Each probe fires a prompt, parses the output, and records a float score (0.0–1.0) or an enum against a known rubric. The harness strips thinking blocks before scoring so reasoning tokens don't inflate the answers.

The fleet

Models tested as of this post. All run locally via llama.cpp unless noted.

Model	Node	VRAM	Quant
`devstral-small-beast`	ness-linux3	18 GB	Q8_0
`deepseek-r1-32b`	ness-linux3	26 GB	Q4_K_M
`deepseek-r1-70b`	ness-linux3	52 GB	Q4_K_M
`deepseek-r1-15b-legion`	ness-legion1	12 GB	Q4_K_M
`phi4-beast`	ness-linux3	10 GB	Q8_0
`phi4-mini-instruct-legion`	ness-legion1	5 GB	Q4_K_M
`phi4-mini-reasoning-legion`	ness-legion1	5 GB	Q4_K_M
`phi4-mini-instruct-mx`	mx-legacy	5 GB	Q4_K_M
`phi4-mini-reasoning-mx`	mx-legacy	5 GB	Q4_K_M
`qwen3-coder`	ness-linux3	34 GB	Q4_K_M
`qwen-coder-legion`	ness-legion1	18 GB	Q4_K_M
`qwen3-5-legion`	ness-legion1	8 GB	Q4_K_M
`qwen-mx`	mx-legacy (CPU+P4)	8 GB	Q4_K_M
`gemma4-31b`	ness-linux3	62 GB	Q4_K_M
`hermes-beast`	ness-linux3	9 GB	Q4_K_M

Pending: phi4-mini-instruct-beast, phi4-mini-reasoning-beast, qwen3-5-beast, qwen3-6-27b, qwen3.5-122b, devstral-2-small-mx. Profiles will be added once probes complete.

Layer II — Cognitive Scaffolding: who thinks out loud?

This is the most immediately useful dimension for agentic work.
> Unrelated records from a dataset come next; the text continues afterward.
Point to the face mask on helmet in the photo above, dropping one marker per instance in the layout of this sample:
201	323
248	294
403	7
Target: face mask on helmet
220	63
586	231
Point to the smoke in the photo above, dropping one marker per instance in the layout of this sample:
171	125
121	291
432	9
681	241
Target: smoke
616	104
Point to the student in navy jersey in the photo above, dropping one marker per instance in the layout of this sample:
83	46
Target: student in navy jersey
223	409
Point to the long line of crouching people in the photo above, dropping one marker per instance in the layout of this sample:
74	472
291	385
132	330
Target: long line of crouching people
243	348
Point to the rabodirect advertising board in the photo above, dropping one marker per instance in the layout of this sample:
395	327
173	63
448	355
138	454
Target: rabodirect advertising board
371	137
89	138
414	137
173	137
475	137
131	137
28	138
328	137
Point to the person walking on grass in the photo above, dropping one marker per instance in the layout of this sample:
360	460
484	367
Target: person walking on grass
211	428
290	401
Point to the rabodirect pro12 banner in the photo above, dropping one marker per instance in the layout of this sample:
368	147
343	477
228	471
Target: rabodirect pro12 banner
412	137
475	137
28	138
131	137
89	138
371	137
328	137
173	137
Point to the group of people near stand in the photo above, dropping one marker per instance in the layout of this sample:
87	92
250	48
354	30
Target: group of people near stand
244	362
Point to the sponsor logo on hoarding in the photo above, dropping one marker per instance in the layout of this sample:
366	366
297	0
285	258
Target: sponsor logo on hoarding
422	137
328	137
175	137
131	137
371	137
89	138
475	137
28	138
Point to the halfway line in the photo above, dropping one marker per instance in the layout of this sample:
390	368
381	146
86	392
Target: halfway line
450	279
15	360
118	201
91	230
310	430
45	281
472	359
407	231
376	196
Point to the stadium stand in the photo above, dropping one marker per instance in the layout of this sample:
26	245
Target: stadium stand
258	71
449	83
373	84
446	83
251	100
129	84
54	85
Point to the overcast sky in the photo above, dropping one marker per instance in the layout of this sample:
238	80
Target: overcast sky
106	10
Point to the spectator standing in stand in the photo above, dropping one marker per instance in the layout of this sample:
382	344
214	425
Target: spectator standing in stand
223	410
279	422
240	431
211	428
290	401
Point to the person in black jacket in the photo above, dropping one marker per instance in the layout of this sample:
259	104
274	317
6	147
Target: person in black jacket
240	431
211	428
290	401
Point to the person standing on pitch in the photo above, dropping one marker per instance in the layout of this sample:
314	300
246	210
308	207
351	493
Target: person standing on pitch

A model that emits thinking blocks lets you strip the scratchpad from user-visible output while still benefitting from the reasoning chain.

Model	Thinking emission	Extractable	Temperature det.
`devstral-small-beast`	TaggedPrompted	yes	yes
`phi4-beast`	TaggedPrompted	yes	yes
`hermes-beast`	TaggedPrompted	yes	no
`deepseek-r1-32b`	TaggedNative	yes	yes
`deepseek-r1-70b`	TaggedNative	yes	no
`deepseek-r1-15b-legion`	TaggedNative	yes	yes
`phi4-mini-instruct-legion`	None	—	yes
`phi4-mini-reasoning-legion`	None	—	no
`phi4-mini-instruct-mx`	None	—	yes
`phi4-mini-reasoning-mx`	None	—	no
`qwen3-coder`	None	—	no
`qwen3-5-legion`	None	—	yes
`qwen-coder-legion`	None	—	yes
`qwen-mx`	None	—	yes
`gemma4-31b`	None	—	yes

TaggedNative means the model emits <think>…</think> blocks without any prompting — it's baked into the model's default behaviour. DeepSeek R1 variants are the only models in the fleet that do this. Every DeepSeek variant reliably surfaces its reasoning chain.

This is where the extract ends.